Ja, das sind Länder, in denen Kindheit ein großes Prestige besitzt und wo Kinderliteratur staatlich gefördert wird. Ich finde es immer erstaunlich, wie produktiv, interessant und reich die Kinderliteratur aus den Niederlanden und Belgien ist. Für Skandinavien gilt das schon lange, Astrid Lindgrens Schweden ist fast so etwas wie die Wiege moderner Kinderliteratur, aber auch die deutschsprachige Kinderliteratur ist unglaublich vielseitig.

Erich Kästner hat die Jugendbibliothek von Anfang an unterstützt. Welche Rolle spielen seine Bücher heute noch neben der neueren Literatur?

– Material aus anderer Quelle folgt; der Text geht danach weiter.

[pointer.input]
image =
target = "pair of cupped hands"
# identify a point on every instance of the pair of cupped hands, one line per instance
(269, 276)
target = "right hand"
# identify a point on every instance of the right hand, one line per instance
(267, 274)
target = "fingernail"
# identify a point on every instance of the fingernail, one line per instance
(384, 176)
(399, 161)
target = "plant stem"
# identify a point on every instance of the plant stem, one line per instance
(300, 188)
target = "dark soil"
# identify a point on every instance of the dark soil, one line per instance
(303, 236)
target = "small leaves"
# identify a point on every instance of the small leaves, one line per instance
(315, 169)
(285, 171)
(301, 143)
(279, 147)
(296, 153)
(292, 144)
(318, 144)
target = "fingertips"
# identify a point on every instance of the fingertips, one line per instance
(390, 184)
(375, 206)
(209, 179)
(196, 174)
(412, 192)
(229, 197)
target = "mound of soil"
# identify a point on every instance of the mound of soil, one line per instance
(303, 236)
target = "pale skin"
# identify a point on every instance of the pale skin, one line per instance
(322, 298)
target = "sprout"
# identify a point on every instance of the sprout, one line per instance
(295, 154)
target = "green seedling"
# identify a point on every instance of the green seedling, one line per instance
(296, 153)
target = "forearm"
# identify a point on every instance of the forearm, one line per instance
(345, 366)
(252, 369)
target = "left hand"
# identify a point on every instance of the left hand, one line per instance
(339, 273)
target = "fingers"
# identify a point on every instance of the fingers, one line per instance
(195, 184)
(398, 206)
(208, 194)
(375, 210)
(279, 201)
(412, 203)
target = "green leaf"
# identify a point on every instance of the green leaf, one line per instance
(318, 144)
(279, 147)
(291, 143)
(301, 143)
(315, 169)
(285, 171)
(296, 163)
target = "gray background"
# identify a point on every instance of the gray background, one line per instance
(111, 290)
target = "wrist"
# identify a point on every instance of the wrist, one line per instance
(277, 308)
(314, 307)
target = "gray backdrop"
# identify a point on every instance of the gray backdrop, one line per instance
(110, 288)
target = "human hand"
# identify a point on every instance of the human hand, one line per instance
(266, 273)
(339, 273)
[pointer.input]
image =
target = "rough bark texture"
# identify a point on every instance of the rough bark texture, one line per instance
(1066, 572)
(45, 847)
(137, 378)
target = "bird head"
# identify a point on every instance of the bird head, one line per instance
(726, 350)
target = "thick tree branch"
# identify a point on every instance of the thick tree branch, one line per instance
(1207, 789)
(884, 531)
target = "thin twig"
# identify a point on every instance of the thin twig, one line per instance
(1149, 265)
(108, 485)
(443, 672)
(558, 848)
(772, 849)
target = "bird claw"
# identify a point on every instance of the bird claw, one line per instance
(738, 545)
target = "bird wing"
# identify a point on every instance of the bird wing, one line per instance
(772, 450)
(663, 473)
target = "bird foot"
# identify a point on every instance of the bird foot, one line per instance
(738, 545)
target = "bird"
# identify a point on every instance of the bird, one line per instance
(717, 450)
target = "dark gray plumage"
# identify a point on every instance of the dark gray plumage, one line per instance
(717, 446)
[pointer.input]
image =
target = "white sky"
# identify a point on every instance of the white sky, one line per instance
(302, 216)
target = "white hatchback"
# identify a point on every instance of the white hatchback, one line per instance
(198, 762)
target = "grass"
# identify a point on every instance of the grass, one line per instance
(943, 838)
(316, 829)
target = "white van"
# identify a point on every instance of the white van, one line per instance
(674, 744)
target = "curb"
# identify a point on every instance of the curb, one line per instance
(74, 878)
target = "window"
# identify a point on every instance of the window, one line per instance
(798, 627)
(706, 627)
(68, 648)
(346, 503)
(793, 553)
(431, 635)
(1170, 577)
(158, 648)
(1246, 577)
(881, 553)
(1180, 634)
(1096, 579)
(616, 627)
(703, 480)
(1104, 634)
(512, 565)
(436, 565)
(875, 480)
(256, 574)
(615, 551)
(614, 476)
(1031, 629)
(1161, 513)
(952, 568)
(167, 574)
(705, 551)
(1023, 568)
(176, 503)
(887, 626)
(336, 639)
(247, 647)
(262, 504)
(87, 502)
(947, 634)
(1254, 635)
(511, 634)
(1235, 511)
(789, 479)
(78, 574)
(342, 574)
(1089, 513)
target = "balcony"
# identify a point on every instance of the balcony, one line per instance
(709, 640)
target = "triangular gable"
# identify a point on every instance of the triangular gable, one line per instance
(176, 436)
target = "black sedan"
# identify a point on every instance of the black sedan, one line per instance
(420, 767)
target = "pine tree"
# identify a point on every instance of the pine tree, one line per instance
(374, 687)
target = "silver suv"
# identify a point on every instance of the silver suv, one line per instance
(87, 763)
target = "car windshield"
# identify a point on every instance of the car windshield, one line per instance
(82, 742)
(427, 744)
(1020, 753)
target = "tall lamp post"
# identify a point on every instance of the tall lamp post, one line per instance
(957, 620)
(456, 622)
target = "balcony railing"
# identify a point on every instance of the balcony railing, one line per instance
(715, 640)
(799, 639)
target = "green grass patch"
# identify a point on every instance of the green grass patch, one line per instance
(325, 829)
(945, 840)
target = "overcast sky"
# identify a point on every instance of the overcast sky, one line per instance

Eine große Rolle! „Emil und die Detektive“ ist nach wie vor ein Bestseller. Und es ist ein Modell für Kinderkrimis in der Großstadt, die gerade wieder im Kommen sind. Andreas Steinhöfel, der für „Rico, Oskar und die Tierschatten“ 2009 den Erich-Kästner-Preis für Literatur erhalten hat, spielt beispielsweise mit diesem Genre. Kästner erreicht mit seinem schnoddrigen Ton bis heute Kinder. Er war übrigens ein begeisterter Förderer der Internationalen Jugendbibliothek, hat dort eine Theatergruppe geleitet, Lesungen gegeben und einige Castings für die Verfilmungen seiner Kinderbücher gemacht. „Die Konferenz der Tiere“ hat er nach einer Idee von Jella Lepman geschrieben. Darin wird die Vision einer Weltfriedensgemeinschaft von Kindern leichthändig umgesetzt. Das Kinderbuch ist bis heute lesenswert.

Einer der großen aktuellen deutschen Kinderbuchautoren ist der erwähnte Andreas Steinhöfel, der bei Ihrem Familienfest ja auch liest.
Andreas Steinhöfel schreibt witzig, klug und literarisch herausragend. Er bringt mit, was ich am Anfang gesagt habe: die richtige Haltung. Für mich ist er einer der wichtigsten und besten Kinderbuchautoren, die wir in Deutschland haben. Ich freue mich, dass er den Geburtstag der Bibliothek mit uns feiert und nachmittags aus „Rico und Oscar“ lesen wird.